Wave piercing pilot boats
Mon, 10 October 2016
In recent years, various boatbuilders have begun to offer pilot boat designs with wave piercing bows, under a variety of names and often different marketing back-stories, but are they actually much different in their seakeeping abilities to their more traditionally hulled alternatives? We travelled to Baltic Workboats in Estonia to find out how one of these new designs actually feels on the water.
This magazine deals with and is aimed at a great range of maritime professionals, but one group that have always inspired my greatest respect are the crews of pilot boats. They endure long shifts at sea in all weathers in relatively small craft, followed by intricately calculated risk-taking during boarding and ultimately massive levels of responsibility during the piloting operation itself.

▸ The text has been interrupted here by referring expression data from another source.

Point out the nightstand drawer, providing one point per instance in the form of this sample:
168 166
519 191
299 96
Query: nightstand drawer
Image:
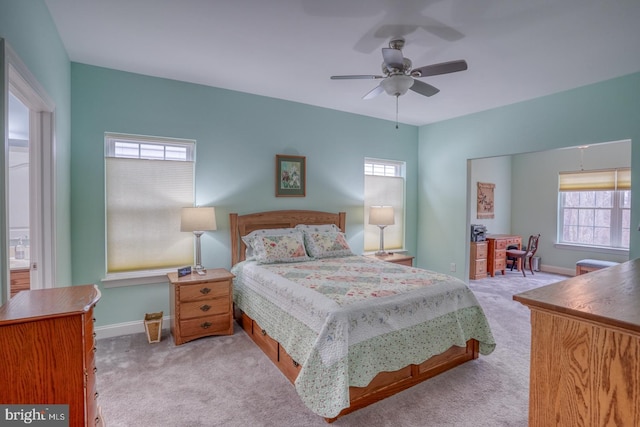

So there is a strong argument, that of all craft types, pilot boats have to look after their crews best. To have a pilot arrive at the start of the job beaten up and worn out, risks not only his safety, but also that of other vessels, the environment and countless others.
Baltic Workboats do Marketing in a big way. My attention was first drawn to their wave piercing bow design by a 3-D exhibit at SMM 2016 showing the (claimed to be appreciably lower) vertical accelerations of their bow versus a conventional one in a heavy sea. There is no denying that this was an extremely captivating exhibit for a trade show booth (it helped BWB win SMM’s award this year for the best technical showcase stand), but I think even management at BWB would argue that floating a video, in a black glass pyramid, apparently suspended magically in mid-air, is something of an attention grabbing gimmick.
However, thinking back to our hard-working pilot boat crew, long after the tradeshow buzz has died down and the 3-D video pyramid that looked so futuristic in 2016 has been consigned to the back of the stationery cupboard, the boat needs to do what it is supposed to, and continue doing so for several decades: marketing glitz counts for nothing with the end user of this product.
ON THE WATER
Looking from dead ahead at water level, BWB’s wave piercing bow (Which the literature refers to as 'the wave impact reducing bow geometry with diamond shaped cross section') is a diamond shaped bulb, with the water level at rest slightly below the point of the diamond. The principle is that the buoyancy of the bulb combined with the gussets formed between the top parts of the diamond shaped cutwater and the rest of the hull, mean that the bow will find a roughly median position in the centre of oncoming waves or chop, rather than rising up, or trying to rise up all or most of the way over each wave, then crashing down, like a conventional hull.
For our test drive of this 15m wave piercing pilot boat we had a fairly flat water day, due to an exceptional Baltic autumn heatwave. However, with shallow water, careful (or perhaps careless) treatment of hull tabs and throttles, and some sharp turns, we soon got just what we wanted: 1-1.5m of nasty, sometimes breaking waves, from multiple directions.
When hitting the first lot of lumps, close to the boat’s maximum speed of 27 knots, the first impact felt broadly similar to the first wave encountered in a conventional hull. The bow appeared to rise in a similar fashion to that of a conventional boat hitting a wave. However, the really surprising effect occurred when the boat hit the second, third, fourth, fifth etc. wave. I guess from experience of driving more conventional hulls, my body had come to expect that the first wave lifts the bow, it drops into the trough then the second wave ‘catches the boat by surprise’, creating a larger impact. This is then exacerbated by the third and fourth wave, and so on, with the bow feeling like it is constantly delayed from where you want it to be, until the occasional big slam where an oncoming wave slope meets the airbourne bow on its way down, and regardless of what shock mitigation seating the boat has, the skipper decides it’s time to back off the throttles before anyone gets hurt.
The experience with the wave piercing bow once the whole of the boat was in the same chop was that it found a position somewhere in the middle of the waves, and seemingly locked onto it with the existence of the chop only betrayed by a slight wavering up and down from dead flat.
With my background in the leisure marine industry, I’ve had plenty of experience of ‘developments’ that sound great on paper, and don’t pan out quite so well at sea (Dreams that tarnish quickly in the salt air!). But I was very struck by the different feel of this boat and hugely impressed by its kinder feel. If after a few minutes at the helm it makes the crew feel cosseted and well looked after, imagine extending that feeling out to a 12 hour shift in 40 knots of breeze.
However, this was not, by any means an exhaustive test. I have not, after all, ever worked as a maritime pilot and there are many more sides to a pilot boat than vertical accelerations in a given sea state. The wave piercing bow will probably have more lateral grip than a conventional one, so will high speed turning circles suffer? It will probably have slightly more underwater surface area and therefore skin drag than a conventional hull, but will the fuel reduction thanks to its ability to maintain a more even speed in rough water make up for this additional fuel cost? These are all questions that only more exhaustive comparative testing would answer, but if I was looking at replacing a pilot boat, I would most certainly ensure that at least one wave piercing design from a well-known manufacturer such as Baltic Workboats was in the mix.